The sunny days always seemed to remind me of the day after my father died – not coincidentally, I think, in the spring. Memory of waking up to that moment of blissful ignorance that anyone who has lost someone is familiar with – that split second before the reality of a world turned inside-out crashes down around your ears again. I remember crawling out of bed and moving – raw and sore all over but on the inside – to the bathroom window and opening it to see sun shining in all it’s glory and bright indifference. Maybe some would find its presence comforting, but not me. It was a betrayal. Not only did life go on, it said, it did so cheerfully and even rubbing it in my face a little, too.
Nanny nanny boo boo.
Of course now that my father is no longer freshly dead, I take things like the weather a little less personally. Mostly. But the sunshine continues to rub me the wrong way sometimes, bright and judgmental and up in my business uninvited when all I want to do is wallow in my personal darkness. I mean really, is it so much to ask? And in February, when I’m still personally feeling pretty gray and soggy, the sun feels out of place. Or maybe it just makes me feel out of place.
So it’s really not February as winter that is a problem for me – it’s February as harbinger of Spring that’s the trouble. But saying you dislike springtime is kind of like saying you hate trees and flowers. You hate love, you hate oxygen and rebirth and you really, really hate hope. And you probably also kick puppies when no one is looking. But there it is – I don’t like springtime. Or maybe more correctly, I don’t like waking up to it.
In fact, if you think of Spring as something like the morning of the seasons, my aversion makes some sense.

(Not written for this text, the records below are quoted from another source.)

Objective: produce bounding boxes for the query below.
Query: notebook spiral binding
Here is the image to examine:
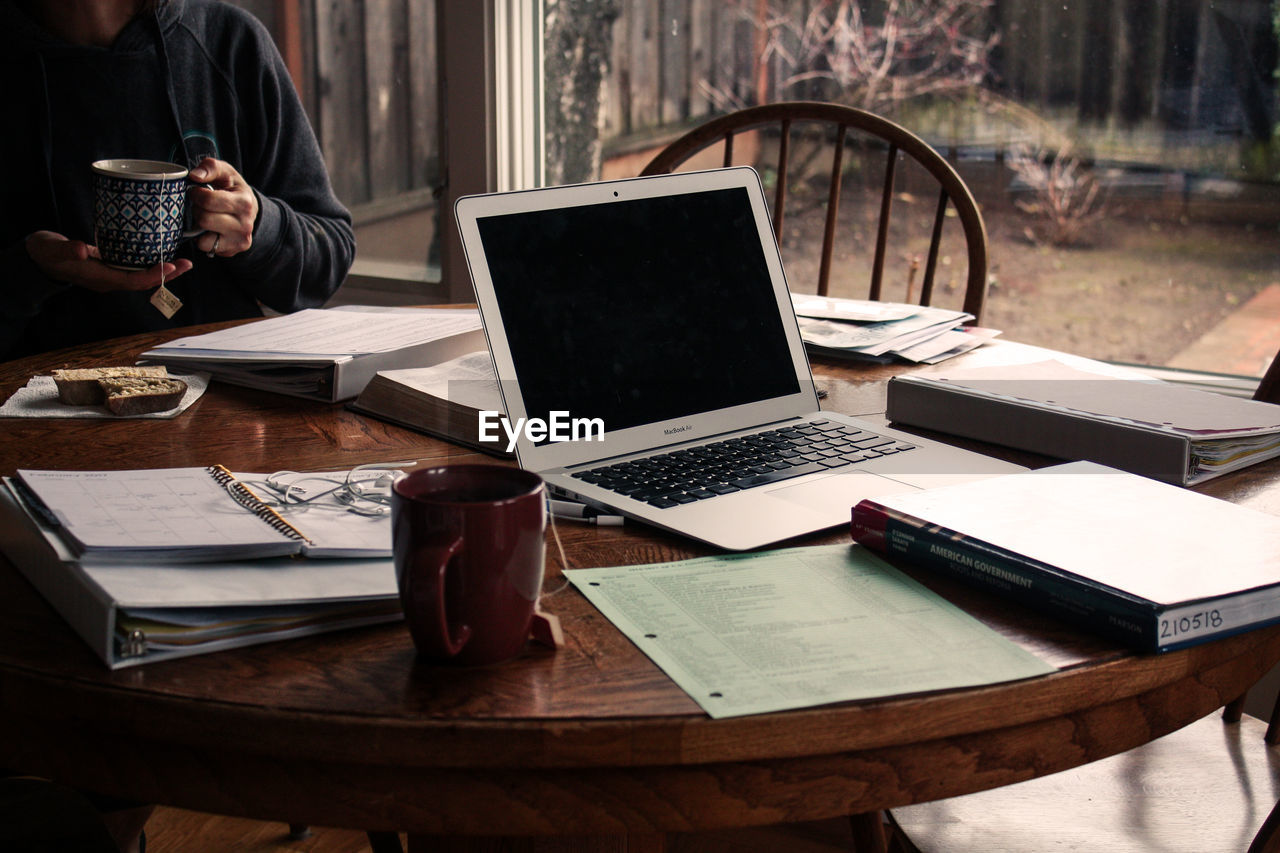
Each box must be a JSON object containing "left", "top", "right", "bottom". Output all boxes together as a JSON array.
[{"left": 207, "top": 465, "right": 311, "bottom": 543}]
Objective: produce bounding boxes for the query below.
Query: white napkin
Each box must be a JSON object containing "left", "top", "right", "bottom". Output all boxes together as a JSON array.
[{"left": 0, "top": 371, "right": 209, "bottom": 420}]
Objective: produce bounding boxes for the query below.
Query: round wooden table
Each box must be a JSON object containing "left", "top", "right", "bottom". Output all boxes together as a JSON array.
[{"left": 0, "top": 322, "right": 1280, "bottom": 849}]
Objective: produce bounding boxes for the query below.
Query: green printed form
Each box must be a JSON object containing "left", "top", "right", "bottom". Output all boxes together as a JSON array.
[{"left": 564, "top": 546, "right": 1055, "bottom": 717}]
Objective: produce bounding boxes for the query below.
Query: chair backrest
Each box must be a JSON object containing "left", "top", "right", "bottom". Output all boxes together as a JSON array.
[{"left": 641, "top": 101, "right": 987, "bottom": 319}]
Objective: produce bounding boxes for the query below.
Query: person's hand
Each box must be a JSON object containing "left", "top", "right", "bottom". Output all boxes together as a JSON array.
[
  {"left": 187, "top": 158, "right": 257, "bottom": 257},
  {"left": 27, "top": 231, "right": 191, "bottom": 293}
]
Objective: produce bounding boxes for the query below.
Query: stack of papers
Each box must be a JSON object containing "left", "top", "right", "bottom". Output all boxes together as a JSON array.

I actually like morning very much, I’m just not so great at getting up for it. In fact if it’s early and you didn’t issue directly from my womb (and therefore I’m honor bound not to kill you without some serious consideration first), you’d best not try to talk to me for at least an hour. Possibly two. With spring, as with morning, I’m like a bear blinking herself unwillingly out of hibernation, hungry and full of growl for a while.